看来是没有商量的余地了。桃华略有些黯然的揉揉鼻子,“帝君您果然有情有义,对一套衣服尚且如此专情,令下仙受教了。”拉过被子盖住下巴尖,自顾自道:“下仙的针线活算是桃花坞最好的,所以您大可放心,这件衣裳下仙一定会将它缝补成原来的模样,一点儿都看不出它损坏过。”
桃花坞只有那只刚成精的画眉鸟并一只活蹦乱跳精力旺盛的小鱼精鱼丸,剩下能拿的起针线的只有她,她若说自个儿是桃花坞针线活最好的,怕是没人会反对罢。
初微似很信任她,只点了点头,嘴角一抹笑格外的收敛,就像没有一般。
竟也有良辰美景的错觉。
清晨的桃花坞烟雾缭绕,积攒了一夜的露水挂在桃花瓣上,僵持着不愿坠入泥土,桃树底冒出绿油油的新草,柔嫩细绒,倾吐着清冽芬芳。仙境大抵都如此,美好静淑,像幅画似的令人不忍踏足。
一天一夜没见到桃华,鱼丸有些思念她,要知道他和桃华朝夕相处了三万年,只有前段桃华重生时分开过几日,其他的时间都是你不离我不弃,彼此嫌弃着过的。
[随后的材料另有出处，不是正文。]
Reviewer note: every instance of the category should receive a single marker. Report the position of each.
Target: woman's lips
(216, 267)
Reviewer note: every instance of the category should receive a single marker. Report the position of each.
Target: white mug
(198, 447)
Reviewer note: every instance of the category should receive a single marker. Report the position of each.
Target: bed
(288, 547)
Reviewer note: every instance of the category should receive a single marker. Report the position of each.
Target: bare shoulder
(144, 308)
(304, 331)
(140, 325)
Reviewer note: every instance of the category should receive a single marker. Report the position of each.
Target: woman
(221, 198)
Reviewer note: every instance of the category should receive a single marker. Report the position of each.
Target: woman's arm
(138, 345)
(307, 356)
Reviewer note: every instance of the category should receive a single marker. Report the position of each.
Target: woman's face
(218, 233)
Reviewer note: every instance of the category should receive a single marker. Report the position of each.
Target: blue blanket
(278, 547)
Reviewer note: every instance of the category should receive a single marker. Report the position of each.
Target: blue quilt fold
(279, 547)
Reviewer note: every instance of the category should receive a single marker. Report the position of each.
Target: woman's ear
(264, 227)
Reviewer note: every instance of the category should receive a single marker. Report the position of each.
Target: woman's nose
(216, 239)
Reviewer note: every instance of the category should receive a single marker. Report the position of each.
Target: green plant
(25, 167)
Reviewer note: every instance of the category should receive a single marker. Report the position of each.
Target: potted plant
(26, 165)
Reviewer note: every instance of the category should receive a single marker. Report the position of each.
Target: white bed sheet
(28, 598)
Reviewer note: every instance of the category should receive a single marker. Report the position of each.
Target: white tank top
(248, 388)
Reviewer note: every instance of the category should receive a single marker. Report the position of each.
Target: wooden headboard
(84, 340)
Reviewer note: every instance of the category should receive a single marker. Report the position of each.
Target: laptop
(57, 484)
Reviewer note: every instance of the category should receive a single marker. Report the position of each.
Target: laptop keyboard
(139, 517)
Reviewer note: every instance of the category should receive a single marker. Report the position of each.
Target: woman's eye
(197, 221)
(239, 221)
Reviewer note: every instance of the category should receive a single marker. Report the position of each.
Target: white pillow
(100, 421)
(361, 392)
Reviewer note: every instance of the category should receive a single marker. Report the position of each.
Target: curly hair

他估计桃华现在应该回了桃花坞,说不准又赖在床上不愿起来。他昨日发现了一个画眉窝,挂在桃树上比个盆子还大,他很想去捅一捅。
兴冲冲的踹开桃华的房门,鱼丸掐着腰中气十足道:“美人儿快起床陪我去捅鸟窝,我同你说,我发现了一个好大的……”后半句话堵在喉咙里,半天也没抖出来,他吃惊的望着床榻上你侬我侬(……)相谈甚欢的一对男女,陷入了他平生遭受的第一场打击中。
他的天呐!去他鱼丸的叔叔外公祖宗十八代!不过一宿的功夫,桃华竟将漂亮哥哥诓上了床!他以后该如何称呼漂亮哥哥,叫他姐父?还是姑父?还是姨父?
稍许后,鱼丸捂着脸扭头羞涩道:“哎呀你们怎么可以这样,我还是个小孩子呢,你们真是太凑不要撵了……”
桃华单手撑腮,另只手抄起前几日放在床边的一本书,一声不吭的盖住了脸。
大好晨光若不起床做做运动岂非辜负,呼吸些新鲜空气也是极好的。初微走后桃华立马翻身起床,挪张软榻在桃树下晒太阳,脑门上仍顶着本书,沉默了很久,很久很久,久到鱼丸以为她从此就成了个哑巴。
和初微走到如今这一步,是桃华不愿看到的,也不是她能预料的到的。她原本打算的很好,出了重华仙境便回桃花坞,领着她家鱼丸,蹲在桃花坞谁也不见,不再和初微有任何联系,不再与仙界众生有任何联系,过他们两人的快活日子。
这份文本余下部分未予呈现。